“The hundred-odd years spent absorbing and improving on Darwin’s empirical story have, I suspect and hope, unfitted us for listening to transcendental stories.”  (Richard Rorty, 1994)  He acknowledged that we sometimes try to “stick with Kant” and “insist … that transcendental stories have precedence over empirical stories.”   Sometimes we try like Aldo Leopold to “think like a mountain” in the hope that transcendence is green.  Or, we try as some Christians do to think that God is yet knowable through evolution in the hope that we will be redeemed.  Or, we try as critical realists do to think, in spite of Darwin’s evidence to the contrary, that we are knowing ourselves and our world through science and philosophy because we tell ourselves without correspondence of our beliefs with Reality or Truth we have no hope at all.  Rorty suspected we would not be able to sustain such efforts and hoped that we would not.

Rorty believed that since Darwin “we have gradually substituted the making of a better future for ourselves, constructing a utopian, democratic society, for the attempt to see ourselves form outside of time and history.”  He believed our new hope is more useful than the old hope.  Rorty believed the old hope impeded the new hope.

Eliade beautifully described the old way of hope in The Myth of the Eternal Return.  Through ritual and other religious (or philosophical) ways ancestors escaped what he called “the terror of history.”  Through religion and philosophy our ancestors could see themselves “outside of time and history” (in Rorty’s words.)
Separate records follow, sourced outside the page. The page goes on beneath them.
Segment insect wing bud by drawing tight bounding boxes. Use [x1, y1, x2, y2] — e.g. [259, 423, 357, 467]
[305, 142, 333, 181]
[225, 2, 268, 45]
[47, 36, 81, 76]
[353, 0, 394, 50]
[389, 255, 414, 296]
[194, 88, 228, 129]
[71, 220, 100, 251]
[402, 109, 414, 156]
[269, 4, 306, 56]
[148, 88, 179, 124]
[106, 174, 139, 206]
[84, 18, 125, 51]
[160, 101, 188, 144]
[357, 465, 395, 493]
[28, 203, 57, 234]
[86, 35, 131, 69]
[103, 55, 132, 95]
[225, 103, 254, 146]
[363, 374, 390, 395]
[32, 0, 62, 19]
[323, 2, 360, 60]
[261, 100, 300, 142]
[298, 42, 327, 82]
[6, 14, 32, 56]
I do think we have chosen the path Rorty described, but I don’t think we have as much confidence as Rorty had that this path does lead to utopia.  It is tough to sustain Rorty’s confidence in the face of the terror of history.

Could we possibly escape the terror of history by finding our way back into the green world from which we came?  Is that not as Darwinian as is the pragmatism of Rorty?  Is that not as Darwinian as it is religious?